本をたどって 4

「えびな書店」は美術関係を専門とする古書店でありますからして、「店主の記」に
も美術に関するものが多く収録されています。
 今回に谷中の古書店信天翁」へと立ち寄ったのは、上野の美術館を駆け足でまわっ
た後でありましたが、この「店主の記」には、次のようなくだりがありました。
「それまでに見た『ピエロ』の絵はいくつあっただろうか。
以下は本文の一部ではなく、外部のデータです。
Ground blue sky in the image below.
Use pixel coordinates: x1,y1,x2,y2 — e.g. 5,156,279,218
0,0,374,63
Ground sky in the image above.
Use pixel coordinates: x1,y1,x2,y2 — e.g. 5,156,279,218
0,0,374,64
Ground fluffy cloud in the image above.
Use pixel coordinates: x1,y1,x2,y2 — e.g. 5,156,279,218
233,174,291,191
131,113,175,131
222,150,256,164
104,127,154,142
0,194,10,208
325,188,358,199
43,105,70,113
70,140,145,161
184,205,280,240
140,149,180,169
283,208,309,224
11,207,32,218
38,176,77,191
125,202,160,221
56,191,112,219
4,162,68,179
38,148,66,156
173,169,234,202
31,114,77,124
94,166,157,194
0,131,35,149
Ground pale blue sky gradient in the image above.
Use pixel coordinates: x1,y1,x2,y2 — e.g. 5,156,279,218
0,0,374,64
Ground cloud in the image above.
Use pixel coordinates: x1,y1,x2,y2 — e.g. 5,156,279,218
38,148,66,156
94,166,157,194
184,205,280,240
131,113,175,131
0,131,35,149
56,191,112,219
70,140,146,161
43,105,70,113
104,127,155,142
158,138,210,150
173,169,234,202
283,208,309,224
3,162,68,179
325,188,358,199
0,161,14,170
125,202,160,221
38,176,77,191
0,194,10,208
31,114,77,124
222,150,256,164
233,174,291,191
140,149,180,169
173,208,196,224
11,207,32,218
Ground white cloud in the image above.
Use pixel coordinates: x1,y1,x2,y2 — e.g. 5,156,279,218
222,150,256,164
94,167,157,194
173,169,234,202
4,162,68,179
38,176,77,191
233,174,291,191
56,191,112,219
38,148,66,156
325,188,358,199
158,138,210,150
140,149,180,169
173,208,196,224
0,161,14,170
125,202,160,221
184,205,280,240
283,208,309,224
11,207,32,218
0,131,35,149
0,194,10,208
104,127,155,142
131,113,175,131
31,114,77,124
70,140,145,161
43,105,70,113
『見たに違いない』と
『見た』では全然違うはずで、眼にやきつけるように『見た』あるいは『鑑賞した』
のは1994年にウフィツイ美術館の二点だけだ。その後ルーヴルにも行ったし、ワシン
トンの美術館、ボストンの美術館でもピエロを『見たに違いない』はずだが、記憶には
とどまっていない。」
 「見た」と「見たに違いない」は異なるのですね、プロにしてもこうであります。
「ここに来ることは二度はあるまいと思うと立ち去りがたく、三十分もぐずぐず見て
いただろうか。」
 一つの絵に向き合って三十分も向き合っていて、やっと見ていたとなるのですね。
「ピエロ」というのは、「ピエロ・デッラ・フランチェスカ」のことでありまして、
店主は可能なかぎり「ピエロ」の作品を見て回ろうと思い立ち、「全点鑑賞」をする
までの文章からの引用でありました。
 最近は「フェルメール」の絵の全点鑑賞というのが、よく話題になります。しかし
それよりも「ピエロ」の鑑賞ツアーはたいへんそうであります。
 このツアーには、奥様も同行していたようです。この本の「追い書き」は奥様が
書かれたものですが、そこには「最近はめったなことでは同行しないことに決めてい
る。一点の絵にかける鑑賞時間が違いすぎるのも同行を不可能にしている理由の一つ
である。」とありまして、それはそうでしょうね。
 これを記している奥様のお名前の文字に見覚えがあり、あれっこれってひょっと
してと思って、手元にある古い名簿を見てみましたら、なんとこの奥様は、当方の
高校の同級生でありました。なんという奇遇でありましょう。彼女が古本屋をしている
人と一緒になったという話は、クラス会で耳にしたことがありましたが、どのような
古本屋であるとかいう話にもならず、当方は旧姓しか頭にないのでありますからして、
この本を手にして、数日前に「追い書き」を見ていたはずなのに、そのときはまったく
気づきもせずでありました。
 それにしても高校時代の彼女は古本屋の女房となって、このような文章を書くよう
な人であったろうか。
 こんなことがあるからして、本をたどるのは面白いことであります。